A Gender Rights Activist working with the tribal and marginalized communities in india, Srilekha is a PhD scholar working on understanding body and sexuality among tribal girls, to fill the gaps in research around indigenous women and their stories. Srilekha has worked extensively at the grassroots level with community based organisations, through several advocacy initiatives around Gender, Mental Health, Menstrual Hygiene and Sexual and Reproductive Health Rights (SRHR) for the indigenous in Jharkhand, over the last 6 years.

Srilekha has also contributed to sustainable livelihood projects and legal aid programs for survivors of sex trafficking. She has been conducting research based programs on maternal health, mental health, gender based violence, sex and sexuality. Her interest lies in conducting workshops for young people on life skills, feminism, gender and sexuality, trauma, resilience and interpersonal relationships.

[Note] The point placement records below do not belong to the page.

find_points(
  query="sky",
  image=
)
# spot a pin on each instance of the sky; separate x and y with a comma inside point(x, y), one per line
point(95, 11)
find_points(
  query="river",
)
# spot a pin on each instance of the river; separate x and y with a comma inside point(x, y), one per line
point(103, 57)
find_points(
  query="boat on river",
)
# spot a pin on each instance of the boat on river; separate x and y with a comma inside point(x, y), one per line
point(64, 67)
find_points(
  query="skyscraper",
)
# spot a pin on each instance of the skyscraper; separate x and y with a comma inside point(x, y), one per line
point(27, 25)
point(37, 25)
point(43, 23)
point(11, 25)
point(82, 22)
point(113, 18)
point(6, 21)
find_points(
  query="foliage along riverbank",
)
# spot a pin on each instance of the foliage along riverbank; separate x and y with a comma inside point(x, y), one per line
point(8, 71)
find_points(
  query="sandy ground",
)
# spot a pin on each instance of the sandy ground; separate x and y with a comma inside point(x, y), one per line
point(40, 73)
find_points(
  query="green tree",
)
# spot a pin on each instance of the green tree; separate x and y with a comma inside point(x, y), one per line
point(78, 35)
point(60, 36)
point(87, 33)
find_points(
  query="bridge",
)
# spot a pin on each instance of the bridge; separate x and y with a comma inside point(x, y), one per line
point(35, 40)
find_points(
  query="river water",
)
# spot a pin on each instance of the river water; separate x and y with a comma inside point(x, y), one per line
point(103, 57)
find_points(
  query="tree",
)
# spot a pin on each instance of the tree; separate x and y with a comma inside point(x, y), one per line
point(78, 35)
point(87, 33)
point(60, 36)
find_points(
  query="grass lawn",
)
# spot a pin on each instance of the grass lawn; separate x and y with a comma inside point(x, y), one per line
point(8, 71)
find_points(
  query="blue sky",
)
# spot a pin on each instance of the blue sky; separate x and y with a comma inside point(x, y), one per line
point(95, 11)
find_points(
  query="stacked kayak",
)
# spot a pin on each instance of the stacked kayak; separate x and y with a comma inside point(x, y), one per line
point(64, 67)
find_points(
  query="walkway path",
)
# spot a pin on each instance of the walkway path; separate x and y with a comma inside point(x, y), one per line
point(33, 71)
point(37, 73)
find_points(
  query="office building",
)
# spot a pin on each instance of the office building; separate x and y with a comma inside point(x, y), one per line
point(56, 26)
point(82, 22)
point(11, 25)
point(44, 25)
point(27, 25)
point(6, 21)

A Guwahati-based college student pursuing her Masters in Tata Institute of Social Sciences, Bidisha started the #BleedwithDignity campaign on the technology platform Change.org, demanding that the Government of Assam install
biodegradable sanitary pad vending machines in all government schools across the state. Her petition on Change.org has already gathered support from over 90000 people and continues to grow.

Bidisha was selected in Change.org’s flagship program ‘She Creates Change’ having run successful online advocacy
campaigns, which were widely recognised. Through the #BleedwithDignity campaign; she organised and celebrated World Menstrual Hygiene Day, 2019 in Guwahati, Assam by hosting a wall mural by collaborating with local organisations. The initiative was widely covered by national and local media, and the mural was later inaugurated by the event’s chief guest Commissioner of Guwahati Municipal Corporation (GMC) Debeswar Malakar, IAS.